My editor at Samhain Publishing sent over the cover art for my upcoming story, THE GRAVEYARD SPEAKS, scheduled to be released April 2nd in tandem with my next novel, SINISTER ENTITY. I wanted to give you all a sneak peek at the cover.

The Graveyard Speaks

In the parlance of my youth, I’m diggin’ it. THE GRAVEYARD SPEAKS is a 40 page short story that bridges the gap between FOREST OF SHADOWS and SINISTER ENTITY. It occurs 13 years after FOS in a dark, snow-encrusted graveyard. The dead are very much alive and even the caretakers avoid a certain section of the sprawling cemetery. This isn’t your typical ghost hunting adventure, I assure you.

I highly suggest you read it before diving into SINISTER ENTITY. You’ll get a cool insight into the events leading up to the novel. The best part is that it’s going to be FREE (at least at the start). So hop on over to Samhain and add the story and the book to your wish list.

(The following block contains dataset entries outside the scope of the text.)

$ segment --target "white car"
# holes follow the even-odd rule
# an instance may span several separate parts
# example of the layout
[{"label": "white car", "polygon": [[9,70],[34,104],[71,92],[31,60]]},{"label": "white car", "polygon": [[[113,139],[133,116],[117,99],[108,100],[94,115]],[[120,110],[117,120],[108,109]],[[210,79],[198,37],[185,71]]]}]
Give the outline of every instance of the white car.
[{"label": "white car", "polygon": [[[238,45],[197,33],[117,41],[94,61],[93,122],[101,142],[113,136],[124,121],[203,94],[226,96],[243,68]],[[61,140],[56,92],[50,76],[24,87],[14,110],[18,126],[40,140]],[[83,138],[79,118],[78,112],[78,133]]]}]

They haven’t loaded the cover art yet, but you can still easily find it.

New Book Cover Preview and Other Bits and Bobs

Despite the title of this post, I am not a resident of the UK. I just like to pretend I am from time to time, like when I call people punters and say things are brilliant.

My own national identity issues aside, I was bowled over when my editor sent me the cover for my next book, Evil Eternal, which will be out in May, 2012. It has demons, damsels in distress, blood and guts galore and even a touch of humor from time to time. Here’s the cover:

Pretty freakin’ cool, right?

In other news, the reviews for Forest of Shadows have been glowing, which brings a tear to this writer dude’s eye. I just saw this review posted on Dreadful Tales and really feel my wife and I must have a baby so we can name it after the reviewer. I swear, I never met the guy and no money exchanged hands. Here are some excerpts. To read the whole review, go to Dreadful Tales.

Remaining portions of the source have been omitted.